1 injector, 2 injector casing,
3 inflow passage, 4 regulating device, 5 closing element,
6 seal spring, 7,8 seal seat surface, 9 nozzle inflow passage, 10,11 throttle element, 12 nozzle chamber, 13 nozzle needle, 15 nozzle tip,
Reference Signs List 16 injection hole, 17 pressing member, 19 control part pin, 20 stopper ring, 21 hollow chamber, 2
2 spring element, 23 valve ring, 24 ring chamber, 25 spring, 26 outflow passage, 27 spring receiver, 28 seal spring, 29 hollow chamber

Claims (9)

[Claims] An injector for injecting fuel into a combustion chamber of an internal combustion engine is provided with a nozzle needle (13) guided in an injector casing (2), and the nozzle needle (13) is provided in the nozzle chamber. (12)
A nozzle inlet passage (9) to the nozzle chamber (12), which can be opened and closed via an externally operable closing element, from which the control part (23, 27) (10, 1)
In the type in which 1) is branched, the control part (2
3, 27) are formed as throttle elements, one of which can be closed on the outlet side (26) via a closing element (23). An injector that injects fuel. 2. The injector according to claim 1, wherein the externally operable closing element (5) is accessible in the upper seat (7) and the lower seat (8). 3. The control section (19) comprises a valve ring (2).

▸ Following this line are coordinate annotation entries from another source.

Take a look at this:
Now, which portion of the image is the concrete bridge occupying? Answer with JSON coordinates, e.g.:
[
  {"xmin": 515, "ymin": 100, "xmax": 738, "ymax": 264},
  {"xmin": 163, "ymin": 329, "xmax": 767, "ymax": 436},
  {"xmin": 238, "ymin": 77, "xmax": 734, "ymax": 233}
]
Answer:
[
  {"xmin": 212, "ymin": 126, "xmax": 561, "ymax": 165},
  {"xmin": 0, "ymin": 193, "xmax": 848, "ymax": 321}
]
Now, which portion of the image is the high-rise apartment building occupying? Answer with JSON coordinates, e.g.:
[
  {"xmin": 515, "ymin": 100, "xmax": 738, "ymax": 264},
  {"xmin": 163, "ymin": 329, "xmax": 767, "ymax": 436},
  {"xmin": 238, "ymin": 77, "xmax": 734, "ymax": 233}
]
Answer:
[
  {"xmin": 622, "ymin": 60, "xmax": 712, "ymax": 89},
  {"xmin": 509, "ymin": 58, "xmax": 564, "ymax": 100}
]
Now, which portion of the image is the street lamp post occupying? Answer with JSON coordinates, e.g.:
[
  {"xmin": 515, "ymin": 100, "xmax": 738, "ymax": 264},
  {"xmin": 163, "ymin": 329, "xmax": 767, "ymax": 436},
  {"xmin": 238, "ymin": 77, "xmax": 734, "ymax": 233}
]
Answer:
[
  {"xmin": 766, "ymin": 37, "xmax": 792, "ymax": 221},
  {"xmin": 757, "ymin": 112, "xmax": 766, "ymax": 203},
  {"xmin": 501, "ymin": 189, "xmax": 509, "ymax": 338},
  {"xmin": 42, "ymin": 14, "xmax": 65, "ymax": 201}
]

2. The injector according to claim 1, wherein the injector is surrounded by 3). 4. The valve ring (23) includes a spring element (2).
2), the spring element (2
4. The injector according to claim 3, wherein 2) is supported on an end face (18) of the pressing member (17). 5. The valve ring (23) is provided with a stopper ring (2).
0) and the stopper ring (2
4. Injector according to claim 3, wherein 0) acts as a stop for the end face (18) of the pressing member (17). 6. The valve ring according to claim 3, wherein the valve ring has a conical bevel in its upper region, the bevel penetrating into a ring chamber in the injector casing. Injector. 7. The valve element (2) comprising a spring element (25).
7. The injector according to claim 6, which engages in the upper region of the conical ramp of 3). 8. The valve ring (23) closes the second throttle element (11) during the upward movement of the nozzle needle (13, 17) into the ring chamber (24) of the injector casing (2). The injector according to claim 3. 9. A spring element (28) is received in a hollow space (29) on the housing side, said spring element (28) causing the nozzle needle (13, 17) to close in the seat (15). An injector according to claim 1.